Félix García (esquerda), Jennifer Feller (centro) e Marcelo Teixeira (direita)

Valeu a pena?

– Muito a pena. A melhor prova é aquela que nós podemos testemunhar hoje. Temos casa cheia e alguns, bastantes, dos que estão presentes são amigos que vêm do México que, mais do que serem admiradores do Lowry como eu, são já amigos, naturalmente.  

Então, para quem não conhece esta Fundación Malcolm Lowry no México, na cidade onde se passa o romance “Debaixo do Vulcão” trata-se de quê, um conjunto de pessoas que gostam da obra de Malcolm Lowry e se reúnem frequentemente?

– De certa forma, sim, a última parte é que não é verdade, porque este “frequentemente” é uma vez por ano. É tudo muito informal, chegam pessoas de vários países, umas num ano, outras noutro, outras regressam, às 1 ou 2 ou 3 anos depois, mas acabam sempre por regressar.

Mas juntam-se porquê?

– Juntamo-nos para discutir o “Debaixo do Vulcão”, as outras obras do Malcolm Lowry, sobretudo o “Debaixo do Vulcão” e, no fundo, cada um a cada ano que chega acrescenta um olhar novo àquilo que é a nossa interpretação do livro.

Isso significa que a obra do Malcolm Lowry, não só o livro “Debaixo do Vulcão” continua a suscitar interpretações novas e estudos académicos, apesar de ser uma obra que já tem tantos anos?

– Sem dúvida. O livro “Debaixo do Vulcão” é uma obra tão intensa, tão rica, tem tantas camadas de leitura que mesmo quem leu o livro 1,2,3,4 vezes descobre sempre algo novo, e daí também a sua atualidade.

Se calhar por isso é que há uma mesa neste encontro chamada “Debaixo do Vulcão: Um Livro para Levar para uma Ilha Deserta”. Porque levar este livro para uma ilha deserta, Marcelo Teixeira?

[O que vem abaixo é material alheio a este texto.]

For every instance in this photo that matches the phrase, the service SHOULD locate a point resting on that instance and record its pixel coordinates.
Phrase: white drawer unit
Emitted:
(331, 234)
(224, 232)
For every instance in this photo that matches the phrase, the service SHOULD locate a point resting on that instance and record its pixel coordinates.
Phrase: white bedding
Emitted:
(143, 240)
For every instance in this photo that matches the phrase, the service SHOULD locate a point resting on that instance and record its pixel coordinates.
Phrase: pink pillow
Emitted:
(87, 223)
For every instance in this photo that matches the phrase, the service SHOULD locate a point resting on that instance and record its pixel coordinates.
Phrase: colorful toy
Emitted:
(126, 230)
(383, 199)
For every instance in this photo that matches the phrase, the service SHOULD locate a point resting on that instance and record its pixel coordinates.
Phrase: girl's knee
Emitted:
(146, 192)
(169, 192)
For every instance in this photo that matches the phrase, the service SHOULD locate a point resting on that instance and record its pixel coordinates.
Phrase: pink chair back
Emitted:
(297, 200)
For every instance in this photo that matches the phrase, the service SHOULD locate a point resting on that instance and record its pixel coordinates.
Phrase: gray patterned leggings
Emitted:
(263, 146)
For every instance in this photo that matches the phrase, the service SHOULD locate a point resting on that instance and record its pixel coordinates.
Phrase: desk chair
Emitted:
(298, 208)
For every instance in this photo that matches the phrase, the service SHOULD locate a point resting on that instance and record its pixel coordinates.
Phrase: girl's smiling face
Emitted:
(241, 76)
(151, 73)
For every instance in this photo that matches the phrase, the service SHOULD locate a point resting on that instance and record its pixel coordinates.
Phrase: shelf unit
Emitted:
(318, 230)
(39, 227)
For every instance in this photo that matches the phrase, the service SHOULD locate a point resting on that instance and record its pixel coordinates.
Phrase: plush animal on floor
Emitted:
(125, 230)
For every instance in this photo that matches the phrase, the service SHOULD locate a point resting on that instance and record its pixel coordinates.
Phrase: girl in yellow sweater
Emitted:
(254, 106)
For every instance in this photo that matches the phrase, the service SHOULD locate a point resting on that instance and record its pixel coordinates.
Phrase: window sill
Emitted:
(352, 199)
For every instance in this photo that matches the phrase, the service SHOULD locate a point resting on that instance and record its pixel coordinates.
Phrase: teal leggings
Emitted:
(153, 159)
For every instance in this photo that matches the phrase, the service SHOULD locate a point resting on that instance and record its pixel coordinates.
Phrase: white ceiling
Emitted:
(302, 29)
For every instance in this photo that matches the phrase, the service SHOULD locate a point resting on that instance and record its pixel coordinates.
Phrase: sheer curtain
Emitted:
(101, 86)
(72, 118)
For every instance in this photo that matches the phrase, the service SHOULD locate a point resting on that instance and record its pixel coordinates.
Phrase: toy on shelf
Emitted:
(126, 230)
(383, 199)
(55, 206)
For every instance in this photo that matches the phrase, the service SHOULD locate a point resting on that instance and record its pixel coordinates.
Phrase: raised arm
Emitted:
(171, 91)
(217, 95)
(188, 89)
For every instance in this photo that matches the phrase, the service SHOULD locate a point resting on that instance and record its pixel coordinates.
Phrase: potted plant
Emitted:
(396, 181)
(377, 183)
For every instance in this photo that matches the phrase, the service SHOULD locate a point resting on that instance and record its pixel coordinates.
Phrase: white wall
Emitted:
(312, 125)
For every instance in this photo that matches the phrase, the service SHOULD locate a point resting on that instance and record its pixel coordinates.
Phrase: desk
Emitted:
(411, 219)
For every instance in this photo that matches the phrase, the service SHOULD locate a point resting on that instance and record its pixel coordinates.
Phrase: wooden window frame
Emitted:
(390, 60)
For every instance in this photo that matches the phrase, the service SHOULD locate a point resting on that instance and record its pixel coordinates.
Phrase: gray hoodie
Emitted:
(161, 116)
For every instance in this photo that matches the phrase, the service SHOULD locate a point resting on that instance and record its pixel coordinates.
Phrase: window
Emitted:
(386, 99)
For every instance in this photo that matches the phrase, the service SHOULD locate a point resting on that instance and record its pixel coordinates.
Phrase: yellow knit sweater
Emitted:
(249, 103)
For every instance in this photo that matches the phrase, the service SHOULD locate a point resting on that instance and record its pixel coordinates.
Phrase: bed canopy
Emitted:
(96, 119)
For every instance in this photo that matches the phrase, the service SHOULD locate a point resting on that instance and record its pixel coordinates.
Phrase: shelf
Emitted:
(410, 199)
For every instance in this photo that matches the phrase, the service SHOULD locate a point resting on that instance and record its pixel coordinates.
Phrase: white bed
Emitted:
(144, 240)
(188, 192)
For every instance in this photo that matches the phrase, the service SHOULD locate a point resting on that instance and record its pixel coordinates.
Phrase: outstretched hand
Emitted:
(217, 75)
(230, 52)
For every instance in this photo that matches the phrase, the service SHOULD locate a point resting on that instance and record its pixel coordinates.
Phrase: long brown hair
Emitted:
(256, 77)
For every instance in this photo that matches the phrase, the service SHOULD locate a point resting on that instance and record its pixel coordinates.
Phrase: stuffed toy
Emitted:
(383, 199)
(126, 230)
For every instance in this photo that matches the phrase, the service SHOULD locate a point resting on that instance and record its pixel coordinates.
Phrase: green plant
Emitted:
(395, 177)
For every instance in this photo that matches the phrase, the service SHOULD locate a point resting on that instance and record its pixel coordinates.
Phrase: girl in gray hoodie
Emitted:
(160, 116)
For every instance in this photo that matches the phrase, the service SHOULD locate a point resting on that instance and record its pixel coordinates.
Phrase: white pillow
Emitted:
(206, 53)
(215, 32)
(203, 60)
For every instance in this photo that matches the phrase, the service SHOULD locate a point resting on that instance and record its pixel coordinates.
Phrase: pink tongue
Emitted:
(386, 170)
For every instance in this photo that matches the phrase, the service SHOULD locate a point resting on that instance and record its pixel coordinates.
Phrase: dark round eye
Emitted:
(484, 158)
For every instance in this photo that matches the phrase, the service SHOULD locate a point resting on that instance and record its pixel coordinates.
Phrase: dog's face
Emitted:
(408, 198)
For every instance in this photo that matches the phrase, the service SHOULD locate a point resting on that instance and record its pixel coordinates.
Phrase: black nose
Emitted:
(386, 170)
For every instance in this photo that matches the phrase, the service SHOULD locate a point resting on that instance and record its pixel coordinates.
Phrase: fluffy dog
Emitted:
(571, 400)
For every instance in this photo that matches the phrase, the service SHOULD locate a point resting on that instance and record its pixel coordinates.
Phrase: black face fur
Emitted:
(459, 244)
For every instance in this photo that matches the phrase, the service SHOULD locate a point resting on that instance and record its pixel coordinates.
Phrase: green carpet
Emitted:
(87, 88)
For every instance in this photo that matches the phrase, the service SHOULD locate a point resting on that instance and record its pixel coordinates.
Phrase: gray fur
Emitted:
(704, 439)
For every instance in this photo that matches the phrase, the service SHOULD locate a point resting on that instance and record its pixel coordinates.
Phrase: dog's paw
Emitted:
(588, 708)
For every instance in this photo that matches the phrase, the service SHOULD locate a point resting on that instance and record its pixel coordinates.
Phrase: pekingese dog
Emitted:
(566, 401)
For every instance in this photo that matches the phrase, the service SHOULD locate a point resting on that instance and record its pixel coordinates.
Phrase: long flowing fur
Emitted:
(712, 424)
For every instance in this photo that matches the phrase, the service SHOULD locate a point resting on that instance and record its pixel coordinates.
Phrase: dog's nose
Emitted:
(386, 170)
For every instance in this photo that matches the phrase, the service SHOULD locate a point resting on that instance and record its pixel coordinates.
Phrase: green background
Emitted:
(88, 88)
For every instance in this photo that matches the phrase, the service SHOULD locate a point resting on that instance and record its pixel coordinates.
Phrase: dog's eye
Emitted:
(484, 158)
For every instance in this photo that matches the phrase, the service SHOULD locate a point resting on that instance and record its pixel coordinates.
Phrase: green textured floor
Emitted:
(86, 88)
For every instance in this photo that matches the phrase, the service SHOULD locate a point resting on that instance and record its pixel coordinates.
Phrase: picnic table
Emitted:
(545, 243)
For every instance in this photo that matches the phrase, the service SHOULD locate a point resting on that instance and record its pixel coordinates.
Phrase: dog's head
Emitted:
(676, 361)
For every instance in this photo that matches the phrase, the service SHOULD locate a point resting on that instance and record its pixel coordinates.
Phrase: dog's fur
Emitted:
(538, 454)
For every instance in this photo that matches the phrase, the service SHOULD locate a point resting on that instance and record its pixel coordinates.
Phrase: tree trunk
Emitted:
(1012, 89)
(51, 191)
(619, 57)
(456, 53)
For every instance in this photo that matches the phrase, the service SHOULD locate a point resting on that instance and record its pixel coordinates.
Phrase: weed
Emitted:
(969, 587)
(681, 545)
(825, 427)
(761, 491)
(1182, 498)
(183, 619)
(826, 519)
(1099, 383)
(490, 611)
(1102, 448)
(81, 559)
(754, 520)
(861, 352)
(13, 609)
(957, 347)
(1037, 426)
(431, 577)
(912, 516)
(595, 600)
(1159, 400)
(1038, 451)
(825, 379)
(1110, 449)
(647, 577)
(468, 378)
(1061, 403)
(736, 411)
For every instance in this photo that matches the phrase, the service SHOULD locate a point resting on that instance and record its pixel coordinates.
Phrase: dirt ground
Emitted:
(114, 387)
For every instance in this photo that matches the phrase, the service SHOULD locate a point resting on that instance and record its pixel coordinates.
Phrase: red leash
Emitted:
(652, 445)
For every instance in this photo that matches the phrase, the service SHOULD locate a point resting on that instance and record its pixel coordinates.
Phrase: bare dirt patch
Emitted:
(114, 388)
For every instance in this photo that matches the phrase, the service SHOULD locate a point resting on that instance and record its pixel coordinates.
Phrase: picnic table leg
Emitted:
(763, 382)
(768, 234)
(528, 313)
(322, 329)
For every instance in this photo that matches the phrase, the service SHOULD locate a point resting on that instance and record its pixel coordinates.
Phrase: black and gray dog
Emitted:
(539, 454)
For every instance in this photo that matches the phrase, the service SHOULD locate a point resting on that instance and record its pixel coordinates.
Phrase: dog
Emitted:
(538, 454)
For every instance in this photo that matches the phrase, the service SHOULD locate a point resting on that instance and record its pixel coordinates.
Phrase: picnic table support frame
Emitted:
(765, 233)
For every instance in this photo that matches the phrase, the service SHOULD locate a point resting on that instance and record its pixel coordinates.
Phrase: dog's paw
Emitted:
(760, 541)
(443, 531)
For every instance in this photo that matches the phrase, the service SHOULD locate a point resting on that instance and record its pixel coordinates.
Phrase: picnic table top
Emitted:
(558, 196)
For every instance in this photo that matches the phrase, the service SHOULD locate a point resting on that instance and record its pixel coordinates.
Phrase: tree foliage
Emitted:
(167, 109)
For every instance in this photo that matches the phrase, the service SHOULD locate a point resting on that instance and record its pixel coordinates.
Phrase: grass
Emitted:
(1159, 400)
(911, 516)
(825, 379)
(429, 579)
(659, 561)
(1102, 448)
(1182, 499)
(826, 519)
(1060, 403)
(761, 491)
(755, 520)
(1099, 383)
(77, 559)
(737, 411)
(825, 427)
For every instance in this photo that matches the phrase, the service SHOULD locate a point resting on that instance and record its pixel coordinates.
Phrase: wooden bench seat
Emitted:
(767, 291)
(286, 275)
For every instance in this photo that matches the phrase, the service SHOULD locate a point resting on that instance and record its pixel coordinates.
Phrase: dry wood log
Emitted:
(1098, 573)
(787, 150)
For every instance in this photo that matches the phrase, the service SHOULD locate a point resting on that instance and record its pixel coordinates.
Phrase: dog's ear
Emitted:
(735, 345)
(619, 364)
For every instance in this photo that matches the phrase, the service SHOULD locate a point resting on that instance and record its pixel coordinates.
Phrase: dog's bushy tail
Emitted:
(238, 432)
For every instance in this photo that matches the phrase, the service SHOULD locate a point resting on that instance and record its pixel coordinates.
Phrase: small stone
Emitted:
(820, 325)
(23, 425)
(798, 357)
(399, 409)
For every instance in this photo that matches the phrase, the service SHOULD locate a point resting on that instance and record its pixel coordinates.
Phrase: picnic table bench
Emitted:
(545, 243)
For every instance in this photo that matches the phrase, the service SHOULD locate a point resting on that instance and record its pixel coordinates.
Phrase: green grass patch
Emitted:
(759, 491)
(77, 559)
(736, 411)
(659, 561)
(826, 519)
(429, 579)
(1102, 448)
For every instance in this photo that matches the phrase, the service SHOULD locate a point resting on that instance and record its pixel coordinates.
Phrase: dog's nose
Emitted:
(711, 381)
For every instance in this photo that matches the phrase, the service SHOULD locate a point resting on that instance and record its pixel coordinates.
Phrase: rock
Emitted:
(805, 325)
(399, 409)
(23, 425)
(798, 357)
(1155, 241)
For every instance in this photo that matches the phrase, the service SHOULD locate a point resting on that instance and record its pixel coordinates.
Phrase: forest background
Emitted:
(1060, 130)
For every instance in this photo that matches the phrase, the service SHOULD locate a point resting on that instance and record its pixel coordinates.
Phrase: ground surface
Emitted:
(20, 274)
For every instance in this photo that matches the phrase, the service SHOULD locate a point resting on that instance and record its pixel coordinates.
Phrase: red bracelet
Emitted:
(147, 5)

– Porque para alguns de nós, como é o meu caso, é o livro da minha vida, e portanto, quando frequentemente nos é colocada a questão “que livro levarias para uma ilha deserta?” eu levaria naturalmente o “Debaixo do Vulcão”, e sei que está nas prioridades de outras pessoas. O que isso significa basicamente é que é um livro eleito, pode ser o primeiro, pode ser o segundo, mas é um livro de eleição. É um dos grandes livros do Século XX.

E diria que é o livro da sua vida porquê?

– Isso seria conversa para muito tempo. É um livro que tem vários níveis de leitura, é um livro que tem um leque de referências eruditas absolutamente extraordinário porque vai de encontro àquilo que é a nossa humanidade: o que tem de cruel, o que tem de bom, o que tem de idílico, o que tem de irracional, de ilógico também.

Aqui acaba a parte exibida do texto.